Promenade Magnétique is true computer music, every bit a “magnetic walk” through the annals of the software plugins and hardware used by Marie e le Rose to create these six short sound pieces. A faithful yet original homage to classic concrète music, Rose’s “field recordings of artificial landscapes” take on abstract physical forms in their impossible movements and synthetic contortions, almost completely isolated from any pure source material used. Each track is chock-full of detailed progression, never really following any sort of predictable linearity but instead exploring the possibilities of this unfettered magnetic landscape in increasingly complex ways. Rose’s manipulations are restless and kinetic, the tension barely contained even in the most reserved moments like the unstable drone that threatens to burst at any moment at the start of “D,” digital clicks and taps and oscillations expanding into shifting weaves of plasticky sonorities. As is common—yet never any less surprising—in even the most removed of electroacoustic compositions, the artificial soundscapes begin to evoke real-life phenomena in the mind of the listener: “A” adopts the tubular configuration of air flowing through a pipe, “C” mimics the bubbling motion of boiling liquid, “2” vibrates like an agitated metal surface. Despite the modest rules Rose gave herself to create this work, Promenade Magnétique is a formidable and far-ranging work of abstract electronic music.

Review: Matthew Atkins & Adam Kinsey – Lowercase (Minimal Resource Manipulation, May 22)

First, I want to thank anyone who sends me physical items for review. It’s already amazing to receive digital copies for consideration, but the fact that my writing warrants people wanting to pay to ship stuff to me is extremely humbling. I greatly appreciate it.

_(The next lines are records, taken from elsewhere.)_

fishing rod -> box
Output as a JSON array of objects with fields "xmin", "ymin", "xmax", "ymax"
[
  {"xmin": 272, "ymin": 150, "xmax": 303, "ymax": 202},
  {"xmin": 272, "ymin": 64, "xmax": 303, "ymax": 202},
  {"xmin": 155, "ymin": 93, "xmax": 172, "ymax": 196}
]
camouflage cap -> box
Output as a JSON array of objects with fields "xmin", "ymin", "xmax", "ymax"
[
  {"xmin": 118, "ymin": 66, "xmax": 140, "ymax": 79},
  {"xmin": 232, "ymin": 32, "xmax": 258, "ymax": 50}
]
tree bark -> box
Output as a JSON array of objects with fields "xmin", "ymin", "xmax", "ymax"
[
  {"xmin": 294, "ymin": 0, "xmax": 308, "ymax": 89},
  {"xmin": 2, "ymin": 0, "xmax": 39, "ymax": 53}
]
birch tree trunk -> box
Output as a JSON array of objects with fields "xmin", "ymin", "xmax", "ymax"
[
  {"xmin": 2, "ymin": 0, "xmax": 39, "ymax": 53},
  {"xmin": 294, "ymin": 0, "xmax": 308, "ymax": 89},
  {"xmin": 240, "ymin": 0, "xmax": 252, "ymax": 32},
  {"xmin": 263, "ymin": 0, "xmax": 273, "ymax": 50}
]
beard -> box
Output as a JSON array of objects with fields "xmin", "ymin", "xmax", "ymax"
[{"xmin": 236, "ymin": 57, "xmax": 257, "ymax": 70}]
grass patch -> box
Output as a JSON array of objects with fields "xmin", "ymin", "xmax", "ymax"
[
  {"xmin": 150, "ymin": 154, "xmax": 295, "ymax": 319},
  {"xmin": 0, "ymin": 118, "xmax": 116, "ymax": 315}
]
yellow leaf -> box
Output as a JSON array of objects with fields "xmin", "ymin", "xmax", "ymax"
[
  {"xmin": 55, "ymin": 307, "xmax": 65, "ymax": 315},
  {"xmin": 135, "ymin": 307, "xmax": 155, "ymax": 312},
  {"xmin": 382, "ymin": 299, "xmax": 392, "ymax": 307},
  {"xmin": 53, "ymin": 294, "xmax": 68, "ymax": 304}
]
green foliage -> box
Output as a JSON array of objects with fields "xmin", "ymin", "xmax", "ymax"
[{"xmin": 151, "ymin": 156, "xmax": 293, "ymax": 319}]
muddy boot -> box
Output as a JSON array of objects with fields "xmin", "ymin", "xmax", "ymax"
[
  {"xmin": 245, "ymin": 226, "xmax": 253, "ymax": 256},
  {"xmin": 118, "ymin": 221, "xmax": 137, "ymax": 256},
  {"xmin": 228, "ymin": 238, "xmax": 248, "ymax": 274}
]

Lowercase documents a collaboration between British sound artists Matthew Atkins and Adam Kinsey, both of whom are quite active in London’s experimental music and improvisational community. The name of the CD evokes common traits of the titular genre, which often features an emphasis on silence and purposefully sparse composing, but the vivid constructions conjured by Atkins and Kinsey don’t feel restricted by any such constraints. The colorful two thirds of an hour of Lowercase bubble and boil through evolving mixtures of tactile object interplay, fragile granular textures, and field recordings coated in varying amounts of manipulation. The release situates itself in a sound-world that is consistently calming and always a bit familiar, but the two artists never neglect to push this envelope of comfort closer and closer to the breaking point, bending and twisting and stretching the elements they introduce into increasingly elusive configurations. The ever-present balance of the tangible and the detachedly synthetic, the distorted tape groans that conclude part one, the immersive but almost uncomfortably intimate stereo space… it all materializes into an abstract musical language that never quite lays all its cards on the table.